Manuel Valls a-t-il trop bien écouté les paroles de Lui Wei, le ministre chinois de l'administration du cyberespace, qui l'an dernier avait demandé à l'Europe de s'inspirer de la Chine pour faire d'internet "une place publique d'opinions honnêtes et raisonnables" ?
A l'occasion d'une master class organisée par le Huffington Post, le Premier ministre a annoncé un nouveau volet de la stratégie de contre-propagande de l'Etat, après la censure de sites sur simple ordre administratif (et sans aucune explication fournie à ceux qui en réclament) et la création du site Stop-Djihadisme, que Google est payé à mettre en avant.
La France va mettre sur pieds une Fondation de droit privé qui aura pour charge d'alimenter un "bataillon de community managers de l'État" en outils de contre-propagande pour s'opposer non seulement au djihadisme, mais plus largement aux discours dits "complotistes" qui peuvent miner la crédibilité donnée aux informations officielles de l'Etat, et donc indirectement alimenter les adversaires de la France.

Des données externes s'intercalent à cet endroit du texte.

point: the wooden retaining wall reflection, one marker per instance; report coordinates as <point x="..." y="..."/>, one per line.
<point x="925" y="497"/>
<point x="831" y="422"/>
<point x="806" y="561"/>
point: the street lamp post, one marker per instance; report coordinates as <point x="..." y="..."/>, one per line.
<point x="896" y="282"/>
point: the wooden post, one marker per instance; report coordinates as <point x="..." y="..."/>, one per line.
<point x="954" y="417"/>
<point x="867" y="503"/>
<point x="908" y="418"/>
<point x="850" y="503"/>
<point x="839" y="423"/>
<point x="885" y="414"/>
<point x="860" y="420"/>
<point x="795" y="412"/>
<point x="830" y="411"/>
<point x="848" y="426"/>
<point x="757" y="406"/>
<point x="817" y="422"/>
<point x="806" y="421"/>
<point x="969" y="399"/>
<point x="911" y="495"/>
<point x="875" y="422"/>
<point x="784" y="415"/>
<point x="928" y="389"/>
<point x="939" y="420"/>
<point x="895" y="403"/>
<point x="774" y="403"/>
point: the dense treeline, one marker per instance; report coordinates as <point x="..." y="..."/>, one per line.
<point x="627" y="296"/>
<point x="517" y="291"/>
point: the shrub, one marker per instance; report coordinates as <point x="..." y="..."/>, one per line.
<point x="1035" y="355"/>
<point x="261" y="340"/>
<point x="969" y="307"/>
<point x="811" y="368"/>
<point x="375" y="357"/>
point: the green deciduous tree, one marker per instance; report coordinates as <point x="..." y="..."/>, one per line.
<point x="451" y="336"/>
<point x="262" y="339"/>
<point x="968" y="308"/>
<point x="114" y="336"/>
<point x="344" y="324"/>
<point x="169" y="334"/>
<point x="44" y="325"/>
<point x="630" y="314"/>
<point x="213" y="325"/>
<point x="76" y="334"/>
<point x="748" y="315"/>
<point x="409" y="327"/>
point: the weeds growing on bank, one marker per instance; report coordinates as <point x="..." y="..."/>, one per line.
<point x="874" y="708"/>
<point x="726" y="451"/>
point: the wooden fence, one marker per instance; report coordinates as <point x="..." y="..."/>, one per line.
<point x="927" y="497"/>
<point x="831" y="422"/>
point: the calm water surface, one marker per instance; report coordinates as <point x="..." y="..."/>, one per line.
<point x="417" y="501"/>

"Nous nous adressons au coeur de cible : les jeunes en voie de radicalisation", annonce Manuel Valls. "Nous allons donc mettre en place un bataillon de community managers de l'Etat pour opposer une parole officielle à la parole des djihadistes, et ne pas leur laisser l'espace numérique". "Mais nous savons qu'il est difficile pour les autorités, pour l'État, pour les adultes, de s'adresser aux jeunes concernés, les djihadistes utilisant la théorie du complot justement pour décrédibiliser la parole officielle. Il faut reconnaître que leurs sites, leur paroles, sont "très bien faites, très efficaces", c'est une véritable propagande utilisant les moyens modernes pour atteindre les esprits, les coeurs et les cerveaux".
INSPIRÉ PAR LA CHINE ?
Ces "community managers" agiront-ils au grand jour en portant clairement les couleurs de l'État lorsqu'ils s'exprimeront sur le web, ou l'organisation d'impulsion étatique sera-t-elle plus proche de ce que fait la Chine avec son "parti à 50 centimes", qui constitue une armée de propagande de l'ombre, chargée de répondre aux prétendues "rumeurs" ?
Pour le moment ça n'est pas clair. "Nous devons coordonner les acteurs sur la Toile, la société civile, les acteurs privés, et toute la société doit se mobiliser", explique Valls (déjà en mars dernier, la secrétaire d'État au numérique Axelle Lemaire avait applaudit l'initiative pourtant très contestable d'un groupe Anonymous, de publier et dénoncer une liste d'utilisateurs de Twitter supposément proches de l'État Islamique). Or s'il a d'abord parlé de "community managers de l'État", le Premier ministre a ensuite indiqué que la Fondation, qui "fera de la recherche sur l'évolution du discours et de la propagande djihadistes", produira des "outils de "contre-discours pour alimenter ces community-managers associatifs".
La Fondation devrait donc alimenter des associations comme SOS Racisme, la LICRA, le CRIF ou d'autres, pour "croiser le fer plus efficacement contre les recruteurs djihadistes sur la Toile, (et) ouvrir les yeux à ceux qui sont embarqués dans cette dérive".
Or rien n'interdira à ces blogueurs associatifs d'agir dans l'ombre. Et s'agissant d'une initiative sous droit privé, l'Etat n'aura pas de comptes à rendre.